As lições a ser tiradas nessa decisão são muitas para os dois lados: a invencibilidade com 100% de aproveitamento do Galo, até perder o clássico para o Cruzeiro na 10ª rodada, era falsa; o mesmo se pode dizer em relação à dita invencibilidade, melhor arranjo tático, equilíbrio, etc, do Cruzeiro, pois na hora da decisão negou fogo e perdeu o título.

Importante que também fique claro, para os atleticanos, que o estadual não serve como parâmetro para saber se o time está no ponto a fim de ganhar competições mais importantes.

O que não pode é se iludir, pois o mais importante ainda está por vir e não é pouca coisa: Campeonato Brasileiro cujo jejum já dura 46 anos, Copa do Brasil, e o principal, a Copa Libertadores, sonho de consumo de todos os grandes clubes nacionais.
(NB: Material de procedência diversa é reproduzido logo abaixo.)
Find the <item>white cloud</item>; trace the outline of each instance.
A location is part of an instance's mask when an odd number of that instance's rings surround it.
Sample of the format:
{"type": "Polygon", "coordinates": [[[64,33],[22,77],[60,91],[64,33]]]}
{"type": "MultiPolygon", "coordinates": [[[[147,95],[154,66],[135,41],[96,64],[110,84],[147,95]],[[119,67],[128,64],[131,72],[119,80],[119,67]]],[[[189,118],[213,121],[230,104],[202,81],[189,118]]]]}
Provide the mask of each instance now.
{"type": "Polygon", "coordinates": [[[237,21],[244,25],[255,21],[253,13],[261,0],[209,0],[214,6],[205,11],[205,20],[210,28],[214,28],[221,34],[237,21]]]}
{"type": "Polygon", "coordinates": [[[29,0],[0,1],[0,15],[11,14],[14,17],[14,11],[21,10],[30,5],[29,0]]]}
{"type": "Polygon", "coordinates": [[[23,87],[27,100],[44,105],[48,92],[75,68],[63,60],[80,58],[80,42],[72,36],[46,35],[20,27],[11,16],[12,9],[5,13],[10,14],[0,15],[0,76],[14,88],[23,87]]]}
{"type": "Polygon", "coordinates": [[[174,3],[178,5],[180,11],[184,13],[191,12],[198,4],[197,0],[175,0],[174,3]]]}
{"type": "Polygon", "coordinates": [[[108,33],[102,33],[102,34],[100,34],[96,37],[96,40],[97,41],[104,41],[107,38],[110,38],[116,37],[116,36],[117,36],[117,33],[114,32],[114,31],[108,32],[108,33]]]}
* O domingo foi de decisões nos estaduais em todo o país. E serviu para consolidar os técnicos emergentes nos principais centros do futebol nacional. Além de Roger Machado campeão pelo Galo, na Arena Corinthians, como era esperado, deu Timão, comandado por Fábio Carille; no Maracanã, o Flamengo dirigido por Zé Ricardo ganhou do Fluminense com mais com garra do que bola; no sul, nos pênaltis, o Novo Hamburgo virou o novo Mazembe da história colorada, sagrando-se campeão gaúcho sob o comando do desconhecido Beto Campos.
* Em Santa Catarina, o técnico Wagner Mancini conseguiu levar a Chapecoense ao bicampeonato, um feito memorável em virtude da situação do clube após o trágico acidente aéreo na Colômbia, que quase o tirou do mapa. No Paraná, o Coritiba, comandado pelo auxiliar técnico e prata da casa, Pachequinho, derrotou o “Furacão” de Paulo Autuori na final. Na Bahia deu Vitória, campeão invicto após 12 anos, comandado pelo técnico do sub-20, Wesley Carvalho, após a demissão de Argel Fucks.
* Em Pernambuco, a volta de Ney Franco ao futebol brasileiro dirigindo o Sport Recife, depois de um ano residindo e se reciclando nos Estados Unidos, não foi ainda coroada com a conquista do título estadual. No primeiro jogo, em casa, e monitorado pelas câmeras de modo pioneiro, o Sport só empatou em 1 a 1 com o Salgueiro. A partida de volta no interior pernambucano será dia 18 de junho, devido ao calendário apertado do Sport envolvido em quatro competições simultaneamente.
* No sul, a queda da dupla Gre-Nal para modestos clubes do interior, aumentou bastante as pressões pelas demissões dos treinadores Renato Gaúcho no Grêmio e Antônio Carlos Zago no Inter. O primeiro é acusado de arrogante e preguiçoso, pois só dá treinos à tarde em razão de ir ao Rio de Janeiro quase todos os dias. No caso do técnico colorado, as críticas se baseiam nos resultados de seu trabalho considerado ruim ou péssimo. Só para ter uma ideia da diferença abissal dos dois clubes da capital para os do interior, basta dizer que a folha mensal de salários dos jogadores e comissão técnica do Internacional alcança R$ 6 milhões, enquanto a do Novo Hamburgo, campeão gaúcho, não passa de R$ 160 mil, cerca de quarenta vezes menor. (Fecha o pano!)